We previously found that mitochondria in contact with lipid droplets provided a structural capacity for greater energy distribution compared to non-lipid connected mitochondria within the same adult muscle cells(Bleck et al., 2018). To determine whether this apparent structural specialization of mitochondria within a network was present beginning at birth, we assessed individual mitochondrial structural characteristics for lipid droplet connected and non-connected mitochondria separately. Individual mitochondrial volume, a proxy for the internal capacity of a mitochondrion (Glancy et al., 2020), was consistently greater in lipid connected mitochondria for all muscles with lipid droplets present (Figure 3g). Conversely, mitochondrial SA/V ratio, an indicator of the relative capacity to interact with the surrounding environment (Glancy et al., 2020), was lower in lipid droplet connected mitochondria across all timepoints and in both muscle types (Figure 3h). Additionally, the total IMJ area per mitochondrion, an indicator of molecular transfer capacity to mitochondria, trended higher in lipid droplet connected mitochondria (Figure 3i). Together, these data indicate that the specialization of lipid droplet connected mitochondria has already begun at birth and is maintained throughout the maturation process.

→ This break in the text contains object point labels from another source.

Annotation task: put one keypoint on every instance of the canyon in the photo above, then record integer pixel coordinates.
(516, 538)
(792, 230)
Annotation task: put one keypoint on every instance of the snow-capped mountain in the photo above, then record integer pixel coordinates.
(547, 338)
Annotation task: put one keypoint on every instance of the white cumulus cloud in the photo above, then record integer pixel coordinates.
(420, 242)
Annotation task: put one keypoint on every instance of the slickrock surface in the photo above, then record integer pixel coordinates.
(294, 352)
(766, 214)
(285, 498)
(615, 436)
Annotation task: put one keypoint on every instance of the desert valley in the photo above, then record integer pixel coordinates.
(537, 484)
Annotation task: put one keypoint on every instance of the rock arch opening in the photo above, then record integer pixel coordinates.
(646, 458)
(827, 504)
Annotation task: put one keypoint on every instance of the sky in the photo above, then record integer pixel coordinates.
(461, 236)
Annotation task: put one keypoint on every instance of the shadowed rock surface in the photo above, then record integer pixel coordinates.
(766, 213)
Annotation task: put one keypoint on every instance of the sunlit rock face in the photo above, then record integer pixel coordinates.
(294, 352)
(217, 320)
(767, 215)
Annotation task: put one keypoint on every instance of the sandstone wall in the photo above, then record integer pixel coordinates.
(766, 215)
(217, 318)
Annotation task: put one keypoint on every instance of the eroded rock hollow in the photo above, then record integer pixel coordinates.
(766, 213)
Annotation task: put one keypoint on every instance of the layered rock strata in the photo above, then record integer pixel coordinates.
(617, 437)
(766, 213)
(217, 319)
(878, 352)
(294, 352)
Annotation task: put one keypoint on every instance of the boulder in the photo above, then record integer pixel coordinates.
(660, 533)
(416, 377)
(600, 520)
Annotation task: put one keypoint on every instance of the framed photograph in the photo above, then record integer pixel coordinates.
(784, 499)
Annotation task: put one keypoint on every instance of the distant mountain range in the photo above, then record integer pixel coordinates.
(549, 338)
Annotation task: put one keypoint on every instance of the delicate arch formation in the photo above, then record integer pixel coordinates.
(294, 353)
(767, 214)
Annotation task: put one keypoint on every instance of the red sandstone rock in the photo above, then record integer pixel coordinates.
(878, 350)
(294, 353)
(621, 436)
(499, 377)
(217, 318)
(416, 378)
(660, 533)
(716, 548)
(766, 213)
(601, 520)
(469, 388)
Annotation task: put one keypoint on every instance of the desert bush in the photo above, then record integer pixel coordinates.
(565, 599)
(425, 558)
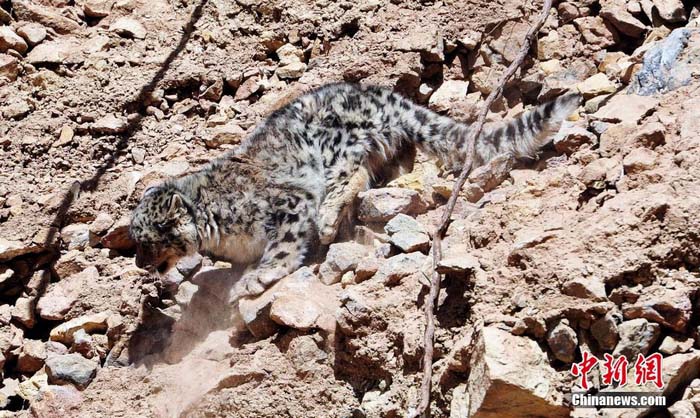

Mitochondria-sarcoplasmic reticulum interactions are highly abundant during early postnatal development.

To begin our evaluation of mitochondrial interactions with the SR/T throughout postnatal development, we first assessed the total muscle cell volume occupied by the SR/T. At birth, the SR/T formed an unorganized mesh wrapping around the myofibrils with no difference in total volume between muscle types (Figure 4a,c,e), similar to previous work in mice(Luff & Atwood, 1971; Franzini-Armstrong, 1991). During maturation, the SR/T became more organized into the well-known longitudinal SR mesh and SR/T triads wrapping around the myofibrils (Figure 4b,d) with SR/T in the mature glycolytic muscle occupying a greater volume than in newborn muscles or mature oxidative muscle (Figure 4e), also in line with previous reports(Luff & Atwood, 1971; Eisenberg, 2010; Bleck et al., 2018). These data demonstrate the cell-type specification of the SR/T as well as the consistency between our 3D analysis and previous 2D assessments of SR/T volume.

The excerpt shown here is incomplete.